Is online education a natural outgrowth of the Internet? Is it comparable to remote education via live video or television? How does it compare?

   Penn State likes to point out that we’ve been a distance education provider since the 1890s, when rural free delivery made it possible to provide correspondence courses to farmers and others who couldn’t participate on campus. Long before the Internet, the Open University very successfully used TV and ground mail to extend learning opportunities throughout Great Britain. The first distance learning program in GIS appeared in 1990 as a correspondence program offered by a consortium of European academic programs called UniGIS. What the Internet has made possible is to integrate content delivery, assessment, and communications among students and instructors in a single user interface. Asynchronous “threaded discussions” (like newsgroups) are particularly important in facilitating group participation without requiring people to assemble at any particular place or time.

Is it possible to “translate” a classroom course to the Internet? Or should such classes be created from scratch to take advantage of the medium?

   We have an advisory board of industry and government leaders who helped us identify learning objectives for our adult professional clientele. Our faculty members develop the courses from scratch in consultation with instructional design specialists and with our audience and medium in mind. We very consciously avoid mimicking the classroom experience. For instance, one of the most exciting advantages of e-learning is the ability to break down the artificial distinction between conceptual lectures and practical laboratory activities.

   As many of your readers know, a typical GIS class on campus consists of a couple of one-hour lectures each week along with a two-hour lab session. Instructors and students alike tend to struggle to make connections between theory and practice. They are separated for purely logistical reasons—classrooms designed for lectures are poorly suited to computer-based labs, and vice versa. Online we have the opportunity to weave conceptual materials into practical exercises. Our students encounter mini-lectures on concepts as they arise naturally in the context of realistic problem-solving tasks.

How, if at all, do the online offerings in GIS from the World Campus draw on the existing faculty, curriculum, and mission of the on campus Department of Geography and its college?

   Like most academic departments of its kind, Penn State’s Department of Geography is strongly oriented to its traditional clienteles, which include undergraduate and graduate students who study full-time on campus.
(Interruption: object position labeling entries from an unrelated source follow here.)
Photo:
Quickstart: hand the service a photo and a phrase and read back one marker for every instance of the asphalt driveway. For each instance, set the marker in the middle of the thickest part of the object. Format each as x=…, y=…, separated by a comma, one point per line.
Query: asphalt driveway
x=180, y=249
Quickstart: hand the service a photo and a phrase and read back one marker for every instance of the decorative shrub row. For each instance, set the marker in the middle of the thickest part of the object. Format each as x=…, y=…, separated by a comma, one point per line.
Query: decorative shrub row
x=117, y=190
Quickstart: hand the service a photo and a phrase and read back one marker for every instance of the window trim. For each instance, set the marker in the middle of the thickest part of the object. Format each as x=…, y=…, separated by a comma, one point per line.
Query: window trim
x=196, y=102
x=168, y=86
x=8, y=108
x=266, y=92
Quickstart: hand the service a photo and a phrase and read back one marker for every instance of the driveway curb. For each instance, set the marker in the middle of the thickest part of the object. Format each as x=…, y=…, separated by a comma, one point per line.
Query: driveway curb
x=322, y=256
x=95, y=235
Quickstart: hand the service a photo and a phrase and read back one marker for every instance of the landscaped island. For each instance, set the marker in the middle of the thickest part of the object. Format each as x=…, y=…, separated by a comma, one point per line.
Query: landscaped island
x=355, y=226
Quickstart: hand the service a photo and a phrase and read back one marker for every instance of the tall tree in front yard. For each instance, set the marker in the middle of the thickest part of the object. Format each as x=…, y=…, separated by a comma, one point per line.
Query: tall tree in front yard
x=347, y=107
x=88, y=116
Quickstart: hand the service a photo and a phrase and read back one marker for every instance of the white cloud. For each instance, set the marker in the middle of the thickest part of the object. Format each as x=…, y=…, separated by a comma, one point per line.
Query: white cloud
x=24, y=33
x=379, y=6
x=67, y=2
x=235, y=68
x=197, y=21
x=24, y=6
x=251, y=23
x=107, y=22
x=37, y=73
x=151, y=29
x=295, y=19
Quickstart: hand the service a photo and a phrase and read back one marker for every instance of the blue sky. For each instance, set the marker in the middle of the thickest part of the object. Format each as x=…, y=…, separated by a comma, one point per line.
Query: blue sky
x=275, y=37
University promotion and tenure criteria encourage faculty members to prioritize research productivity over education and outreach. All of this leaves little or no excess capacity to serve a new market of part-time adult professionals away from campus.

   To get our original World Campus Certificate Program in GIS off the ground in 1998-99 we built a small team of non-tenure-track faculty members who combined real-world experience with strong commitments to customer service. Now that we’ve expanded to a professional graduate degree program we’re working hard to involve our regular faculty. As we demonstrate success, getting involved becomes more attractive. Two of our most senior GIScience scholars have approached me recently about developing online courses and seminars. I agree with our university president’s prediction that the distinction between learning on campus and online will become increasingly blurred.